Apesar de ter apenas 26 anos, Asma colabora com a associação desde a sua fundação como movimento cultural e artístico há sete anos. E para esta jovem jurista, o activismo não foi uma escolha. “Acho que preferia ter sido bailarina, era mais fácil”, brinca. Mas quando a revolução eclodiu em 2011, “nós, os jovens, sentimos que esta era a altura de assumir a responsabilidade”.
A ONG Fanni Raghman Anni tem ainda dinamizado produções artísticas de música e teatro por toda a Tunísia sempre com os direitos humanos como mote e a criatividade como estratégia.

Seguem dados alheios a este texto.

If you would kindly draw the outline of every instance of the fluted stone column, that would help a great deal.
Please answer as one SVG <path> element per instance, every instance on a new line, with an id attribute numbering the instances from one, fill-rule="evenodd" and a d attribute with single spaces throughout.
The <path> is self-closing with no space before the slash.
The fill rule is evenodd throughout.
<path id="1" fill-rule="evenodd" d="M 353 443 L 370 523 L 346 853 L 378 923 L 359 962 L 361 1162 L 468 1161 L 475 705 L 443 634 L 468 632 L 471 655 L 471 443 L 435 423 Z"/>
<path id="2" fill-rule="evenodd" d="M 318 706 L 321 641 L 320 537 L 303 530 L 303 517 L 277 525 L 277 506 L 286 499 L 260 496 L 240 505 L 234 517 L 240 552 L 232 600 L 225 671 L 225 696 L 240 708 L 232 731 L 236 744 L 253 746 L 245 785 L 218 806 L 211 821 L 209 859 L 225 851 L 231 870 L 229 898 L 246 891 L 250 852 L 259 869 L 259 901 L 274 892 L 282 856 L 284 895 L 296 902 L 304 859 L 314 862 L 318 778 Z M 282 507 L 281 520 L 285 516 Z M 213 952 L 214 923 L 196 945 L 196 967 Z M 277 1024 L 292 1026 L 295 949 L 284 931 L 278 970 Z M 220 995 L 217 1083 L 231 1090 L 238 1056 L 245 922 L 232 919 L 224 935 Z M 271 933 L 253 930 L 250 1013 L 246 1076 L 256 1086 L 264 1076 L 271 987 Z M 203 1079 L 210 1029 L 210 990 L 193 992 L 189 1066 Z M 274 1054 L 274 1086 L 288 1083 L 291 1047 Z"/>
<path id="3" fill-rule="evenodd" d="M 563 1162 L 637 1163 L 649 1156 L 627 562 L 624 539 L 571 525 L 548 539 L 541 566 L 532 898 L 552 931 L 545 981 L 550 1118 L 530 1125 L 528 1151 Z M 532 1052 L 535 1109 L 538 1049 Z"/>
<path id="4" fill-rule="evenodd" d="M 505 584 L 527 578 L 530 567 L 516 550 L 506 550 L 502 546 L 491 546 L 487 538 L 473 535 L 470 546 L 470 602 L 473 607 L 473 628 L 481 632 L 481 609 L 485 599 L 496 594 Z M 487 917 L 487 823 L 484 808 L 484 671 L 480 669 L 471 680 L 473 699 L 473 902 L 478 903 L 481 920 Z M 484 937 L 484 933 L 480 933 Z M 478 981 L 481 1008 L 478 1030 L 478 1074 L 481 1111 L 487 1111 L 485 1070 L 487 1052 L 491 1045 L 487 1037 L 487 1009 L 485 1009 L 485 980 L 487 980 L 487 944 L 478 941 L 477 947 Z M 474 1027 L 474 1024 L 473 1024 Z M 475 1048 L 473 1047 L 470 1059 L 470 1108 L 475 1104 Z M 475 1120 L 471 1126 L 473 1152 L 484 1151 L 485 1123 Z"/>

Os seus associados têm também colaborado em projectos de ajuda humanitária em campos de refugiados no Líbano, Turquia e Jordânia.
Mas o futuro traz novos desafios. O regresso à vida política de alguns membros do antigo governo de Ben Ali ou o avanço de partidos islamistas, “que não respeitam os valores democráticos, mesmo que digam que sim”, não deixam Asma dormir descansada. Por outro lado, alerta a activista, o governo tunisino tem usado a burocracia e a aplicação de taxas administrativas para “reduzir a liberdade de expressão da sociedade civil tunisina” e limitar a capacidade de decisão dos seus dirigentes. “Se eu não pagar a taxa, posso ir parar à cadeia por um ano”, ilustra Asma.
O papel da Europa
Em 2017, Asma foi escolhida entre mais de mil candidatos, para receber a Bolsa Sakharov e participar num programa de capacitação de activistas promovido pelo Parlamento Europeu. Da experiência enquanto bolseira, realça a oportunidade de conhecer e influenciar a visão de decisores europeus, mas também de contactar com activistas de todo o mundo. “É uma oportunidade para os defensores de direitos humanos de todo o mundo partilharem a sua experiência a nível europeu e foi o que eu fiz,”, explica.
O que poderia a União Europeia fazer mais para apoiar projectos e organizações como esta? “Conseguimos trabalhar sem o apoio financeiro da União Europeia (UE)”, esclarece, desde logo. O que pode fazer a diferença, realça, é a capacidade de a Europa colocar temas na agenda e fazer com que os decisores ouçam a mensagem. “Se a UE organizar uma conferência na Tunísia sobre combate à corrupção e convidar o primeiro-ministro, ele vai estar presente. Mas se formos nós a organizá-la, ele não comparece”, exemplifica.
Asma insta ainda a UE a criar mecanismos de responsabilização de governos e partidos políticos, nomeadamente na área cultural, assim como a desenvolver projectos que potenciem a troca de experiências e boas práticas entre ONG a trabalhar na área dos direitos humanos. “Podem ser iniciativas simples, mas sustentam a mudança de forma profunda”, garante.
“Começámos a revolução e vamos continuá-la”
Do seu lado, o empenho está assegurado. E Asma é apenas uma activista num país que conta com mais de 10 000 ONG. “Temos uma sociedade civil das mais fortes do mundo”, diz, orgulhosa. Essa mesma sociedade civil que, através de quatro organizações, recebeu o Prémio Nobel da Paz em 2015 pelo seu papel na transição democrática do país.
E uma coisa parece certa: a Tunísia não irá regredir para uma situação semelhante à do anterior regime liderado por Ben Ali que se arrastou por 23 anos. “As pessoas agora têm consciência dos seus direitos”, justifica Asma. “E há outra coisa muito importante: liberdade de expressão”, nota ainda. Seja através dos meios de comunicação tradicionais ou das redes sociais, de onde partiu o primeiro grito de revolta em 2011, a corrupção e a injustiça não ficarão na sombra. “Há muitas formas, hoje em dia, de continuar esta luta”. E promete: “Somos a nova geração da Tunísia. Começámos a revolução e vamos continuá-la.”